If Montrealer Monique Richard reaches the summit of Yukon’s Mount Logan, she will be the first woman to reach the top alone, said officials with Parks Canada and data it has compiled since the late 1800s.
Scott Stewart, visitor safety specialist at Kluane National Park said an average of 35 people a year over the last five years have tried to solo it during peak season between mid-May and mid-June.
Richard, 43, has been climbing for nearly 10 years and currently works with Canada Post.
She’s the first Canadian woman to reach the seven summits in a record time of 30 months. And the first Canadian woman on up Makalu (8,485 m) and climbed Everest in 2012.
“I sacrificed the summit to go back down with him for safety reasons,” she said about her 2017 attempt on Logan. “I was about 12 hours from the top.”
“The difficulty will be the cold, the solitude, the fact that I have to bring everything I need myself,” she said.
“I have to do this on my own to test my own limits and, sometimes, it’s better to be alone than to be in bad company.”
In 2017, Argentine climber Natalia Martinez was forced to abort her own solo Logan’s East Ridge when earthquakes brought down significant avalanches.
Also last year, Naomi Prohaska, a 15-year-old girl from B.C., became the youngest climber to reach the top of Logan when a team led by her father hit the summit last year.
“When I climb, I feel calm, peace and feel alive,” she Richard. “It’s a very simple life, but its very intense and I like that.”
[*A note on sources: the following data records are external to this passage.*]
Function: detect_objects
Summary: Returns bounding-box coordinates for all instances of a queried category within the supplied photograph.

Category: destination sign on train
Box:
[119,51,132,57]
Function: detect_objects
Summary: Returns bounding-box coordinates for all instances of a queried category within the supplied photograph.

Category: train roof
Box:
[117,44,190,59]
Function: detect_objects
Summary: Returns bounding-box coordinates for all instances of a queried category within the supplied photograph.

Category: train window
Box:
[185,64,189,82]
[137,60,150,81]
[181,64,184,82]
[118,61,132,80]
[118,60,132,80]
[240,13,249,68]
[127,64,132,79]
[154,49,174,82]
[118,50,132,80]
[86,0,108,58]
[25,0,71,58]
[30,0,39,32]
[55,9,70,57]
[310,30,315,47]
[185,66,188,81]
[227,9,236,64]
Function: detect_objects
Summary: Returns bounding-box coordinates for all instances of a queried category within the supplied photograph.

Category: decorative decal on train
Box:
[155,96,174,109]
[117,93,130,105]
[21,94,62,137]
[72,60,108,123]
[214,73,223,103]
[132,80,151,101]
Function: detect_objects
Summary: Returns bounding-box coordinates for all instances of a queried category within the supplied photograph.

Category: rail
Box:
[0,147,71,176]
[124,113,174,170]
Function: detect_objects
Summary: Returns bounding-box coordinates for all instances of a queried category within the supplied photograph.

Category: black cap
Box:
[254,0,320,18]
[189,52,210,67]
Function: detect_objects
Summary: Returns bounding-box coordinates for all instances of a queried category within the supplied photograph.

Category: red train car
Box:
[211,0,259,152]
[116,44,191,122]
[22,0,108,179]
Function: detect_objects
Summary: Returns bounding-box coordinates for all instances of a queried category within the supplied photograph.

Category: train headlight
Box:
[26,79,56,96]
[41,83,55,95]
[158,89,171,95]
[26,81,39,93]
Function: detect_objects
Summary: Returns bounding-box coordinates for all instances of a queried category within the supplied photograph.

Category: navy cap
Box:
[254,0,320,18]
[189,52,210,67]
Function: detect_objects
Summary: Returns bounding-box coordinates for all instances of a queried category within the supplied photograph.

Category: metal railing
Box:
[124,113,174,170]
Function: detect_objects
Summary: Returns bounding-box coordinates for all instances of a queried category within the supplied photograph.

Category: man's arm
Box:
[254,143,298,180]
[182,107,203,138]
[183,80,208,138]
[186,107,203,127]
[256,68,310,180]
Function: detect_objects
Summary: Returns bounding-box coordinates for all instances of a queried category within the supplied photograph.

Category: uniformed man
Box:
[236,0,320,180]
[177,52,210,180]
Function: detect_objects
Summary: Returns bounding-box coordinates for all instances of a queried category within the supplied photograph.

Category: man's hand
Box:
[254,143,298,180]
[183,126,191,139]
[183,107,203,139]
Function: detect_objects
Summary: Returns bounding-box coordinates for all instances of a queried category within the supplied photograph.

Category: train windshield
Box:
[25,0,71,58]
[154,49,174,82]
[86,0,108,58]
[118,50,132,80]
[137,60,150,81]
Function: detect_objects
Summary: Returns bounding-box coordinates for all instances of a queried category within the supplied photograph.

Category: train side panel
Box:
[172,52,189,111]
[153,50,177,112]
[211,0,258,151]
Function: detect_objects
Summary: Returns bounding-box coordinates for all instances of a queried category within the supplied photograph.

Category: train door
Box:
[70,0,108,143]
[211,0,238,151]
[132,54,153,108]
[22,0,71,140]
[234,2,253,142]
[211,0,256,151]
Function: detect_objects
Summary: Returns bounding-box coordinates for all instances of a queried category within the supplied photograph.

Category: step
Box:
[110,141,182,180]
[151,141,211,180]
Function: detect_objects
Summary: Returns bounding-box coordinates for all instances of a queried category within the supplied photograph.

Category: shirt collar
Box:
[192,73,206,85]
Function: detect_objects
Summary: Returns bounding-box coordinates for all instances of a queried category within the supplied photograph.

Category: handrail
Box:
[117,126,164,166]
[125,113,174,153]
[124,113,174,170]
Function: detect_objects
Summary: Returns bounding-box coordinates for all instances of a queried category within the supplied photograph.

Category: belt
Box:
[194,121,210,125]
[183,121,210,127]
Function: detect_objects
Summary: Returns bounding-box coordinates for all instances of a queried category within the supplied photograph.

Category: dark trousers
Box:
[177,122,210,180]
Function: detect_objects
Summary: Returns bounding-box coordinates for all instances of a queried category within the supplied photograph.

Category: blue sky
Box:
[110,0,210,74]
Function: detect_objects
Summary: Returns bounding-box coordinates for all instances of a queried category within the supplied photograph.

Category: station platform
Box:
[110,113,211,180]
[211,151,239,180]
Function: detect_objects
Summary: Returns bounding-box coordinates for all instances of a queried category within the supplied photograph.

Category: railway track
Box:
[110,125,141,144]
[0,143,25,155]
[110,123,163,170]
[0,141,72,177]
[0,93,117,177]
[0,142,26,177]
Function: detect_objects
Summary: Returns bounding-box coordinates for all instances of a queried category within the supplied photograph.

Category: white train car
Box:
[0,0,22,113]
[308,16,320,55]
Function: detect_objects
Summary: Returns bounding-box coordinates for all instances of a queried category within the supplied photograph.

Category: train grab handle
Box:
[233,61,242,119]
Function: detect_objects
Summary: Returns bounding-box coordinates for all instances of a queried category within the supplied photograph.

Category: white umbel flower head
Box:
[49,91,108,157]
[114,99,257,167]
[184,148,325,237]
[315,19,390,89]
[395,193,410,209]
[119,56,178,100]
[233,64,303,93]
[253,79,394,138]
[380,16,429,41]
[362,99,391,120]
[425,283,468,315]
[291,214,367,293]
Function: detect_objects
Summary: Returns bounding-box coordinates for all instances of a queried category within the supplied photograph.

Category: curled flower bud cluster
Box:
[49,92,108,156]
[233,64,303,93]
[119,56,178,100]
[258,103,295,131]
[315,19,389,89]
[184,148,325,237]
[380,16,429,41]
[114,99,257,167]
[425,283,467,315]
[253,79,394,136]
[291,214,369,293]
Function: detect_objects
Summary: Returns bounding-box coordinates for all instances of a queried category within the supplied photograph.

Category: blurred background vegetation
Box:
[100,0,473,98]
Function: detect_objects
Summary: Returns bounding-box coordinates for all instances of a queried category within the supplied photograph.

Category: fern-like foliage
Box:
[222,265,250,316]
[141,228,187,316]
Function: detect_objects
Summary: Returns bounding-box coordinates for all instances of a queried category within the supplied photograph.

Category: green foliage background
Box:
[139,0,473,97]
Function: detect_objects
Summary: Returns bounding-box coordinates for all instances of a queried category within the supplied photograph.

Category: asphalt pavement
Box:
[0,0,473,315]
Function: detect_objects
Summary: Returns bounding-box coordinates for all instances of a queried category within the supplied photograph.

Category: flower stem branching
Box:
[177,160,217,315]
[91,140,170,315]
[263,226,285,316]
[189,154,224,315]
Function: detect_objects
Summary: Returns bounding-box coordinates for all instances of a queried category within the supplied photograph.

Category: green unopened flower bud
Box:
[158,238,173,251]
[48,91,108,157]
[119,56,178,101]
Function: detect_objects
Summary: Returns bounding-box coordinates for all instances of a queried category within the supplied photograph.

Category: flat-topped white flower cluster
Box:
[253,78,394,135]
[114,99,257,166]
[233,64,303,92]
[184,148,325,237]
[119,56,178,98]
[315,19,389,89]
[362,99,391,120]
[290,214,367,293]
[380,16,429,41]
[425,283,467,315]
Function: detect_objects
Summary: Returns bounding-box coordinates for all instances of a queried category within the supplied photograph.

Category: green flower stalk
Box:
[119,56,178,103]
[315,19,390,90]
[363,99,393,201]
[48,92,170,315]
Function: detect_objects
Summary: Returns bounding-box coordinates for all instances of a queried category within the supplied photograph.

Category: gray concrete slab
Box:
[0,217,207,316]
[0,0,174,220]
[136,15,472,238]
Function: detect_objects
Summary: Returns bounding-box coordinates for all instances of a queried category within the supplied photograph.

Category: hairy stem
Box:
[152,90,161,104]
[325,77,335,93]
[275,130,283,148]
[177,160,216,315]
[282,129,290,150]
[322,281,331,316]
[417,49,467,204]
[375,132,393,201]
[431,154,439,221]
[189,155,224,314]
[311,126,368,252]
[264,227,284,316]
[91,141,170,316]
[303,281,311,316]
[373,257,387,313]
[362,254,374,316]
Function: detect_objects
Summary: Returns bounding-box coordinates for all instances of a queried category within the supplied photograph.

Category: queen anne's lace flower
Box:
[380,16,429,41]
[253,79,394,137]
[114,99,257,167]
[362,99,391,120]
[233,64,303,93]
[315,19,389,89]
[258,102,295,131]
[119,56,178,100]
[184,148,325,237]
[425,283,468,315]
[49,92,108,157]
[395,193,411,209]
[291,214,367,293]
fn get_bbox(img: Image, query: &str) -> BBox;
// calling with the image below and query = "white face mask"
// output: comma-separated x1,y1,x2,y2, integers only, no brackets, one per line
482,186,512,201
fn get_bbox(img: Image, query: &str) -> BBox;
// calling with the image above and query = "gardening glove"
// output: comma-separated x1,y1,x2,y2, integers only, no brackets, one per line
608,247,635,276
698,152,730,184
The three biggest obstacles to reaching the top, Stewart said, are the remoteness, the weather and the altitude.
“Mount Logan is Canada’s highest mountain at approximately 5,959 metres, so altitude is certainly a factor that limits the success rate,” he said.
Weather is one of the biggest factors on Logan as winter conditions exist year round and temperatures regularly drop to –40 C. Storms can last days or weeks and winds in excess of 160 kilometres an hour are common.
“Once a climbing party is in there, it really is an isolated, remote area within which to take a trip,” Stewart added.
Richard will set off for Whitehorse on May 11 and gather some final supplies before beginning her climb, which she estimates will take 22 days.
She will have a satellite phone and a device that will allow her to keep followers updated on social media.
“I know people will be worried,” said Richard. “I won’t be reckless either – I will turn around (in the event of danger). I’ll go as far as I can.”
“I think I’m capable of reaching the summit,” she said. “I’m going to stay humble but I feel ready to take on Logan on my own.”